MS 931: McCormick-Apokalpyse (1600-1650)

Die McCormick-Apokalypse bringt einen Apokalypse-Kommentar des Bischofs von Alexandrien, Maximos (gest. 282), an den ein Kommentar aus der Feder der Exegeten Andreas und Arethas angebunden wurde. Er entstand in gewöhnlichem Griechisch in der ersten Hälfte des 17. Jahrhunderts in Nordgriechenland oder auf dem Balkan, wo trotz der Präsenz der Osmanen die orthodoxe Kirche existieren konnte. Ihren Namen erhielt er von der Millionärin Elizabeth Day McCormick (1874-1957), die um 1932 das Manuskript angeblich von einem unbekannten Händler in Paris erwarb, in die USA brachte und es 1937 der Universität von Chicago schenkte. Heute ist die Pretiose ein Glanzstück der Goodspeed-Manuskriptsammlung der Universität, einst unter der Signatur MS Grk. 37, jetzt MS 931.

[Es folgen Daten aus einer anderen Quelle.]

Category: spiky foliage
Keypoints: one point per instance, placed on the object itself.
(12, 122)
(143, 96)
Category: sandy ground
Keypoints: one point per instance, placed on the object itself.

Fol. 35v bringt ein Weltgericht. Christus als Richter ist von Heiligen umgeben. Es ist nicht sofort zu erkennen, dass sich unten auch eine Stadtmauer eingeschoben hat, da diese die gleiche graue Marmorfarbe wie die Heiligen hat, unterbrochen durch wenige Goldapplikationen, wie etwa die zwei Torflügel der Himmelspforte. Der obere Bildteil steht mit dem unteren im erzählerischen Kontakt: Oben wird das Buch des Lebens aufgeschlagen, unten kniet ein armer Sünder mit einem Sündenregister. Die Entscheidung wird positiv ausfallen, die Flügel der Pforte stehen offen, und auch der Engel an der linken Seite vor dem Abendmahlstisch macht eine einladende Geste.

 

Eine weitere Miniatur auf fol. 173r könnte man auf den ersten Blick für ein karolingisches oder ottonisches Werk halten. Einzigartig für eine Jerusalemsdarstellung ist das Einknicken der beiden Seitenwände, die dem Werk zusätzlich etwas Expressionistisches verleihen. Entgegen dem Wortlaut der Apokalypse konnte sich der orthodoxe Illustrator mit der Abwesenheit des Tempels nicht abfinden und besetzt das Zentrum mit einem Sakralbau auf fünf Säulen. Weitere Säulen – gotische Anklänge sind hier unverkennbar – sieht man bei drei der offenen Tore im Vordergrund. Außerhalb der Stadt erscheint dem Johannes ein Engel mit langen, schwarzen Haaren und in eine zeitgenössische Kasel gekleidet, der in seiner rechten Hand einen langen Bambusstab zum Vermessen der Stadt hält.

Kenneth W. Clark: A descriptive catalogue of Greek New Testament manuscripts in America, Chicago 1937.
Harold R. Willoughby, Ernest Cadman Colwell: The Elizabeth Day McCormick Apocalypse, Chicago 1940.
Gary Vikan (Hrsg.): Illuminated Greek manuscripts from American collections. An exhibition in honor of Kurt Weitzmann, Princeton 1973.
New Testament manuscript traditions. An exhibition based on the Edgar J. Goodspeed collection of the University of Chicago Library, the Joseph Regenstein Library, January-March, 1973, Chicago 1973.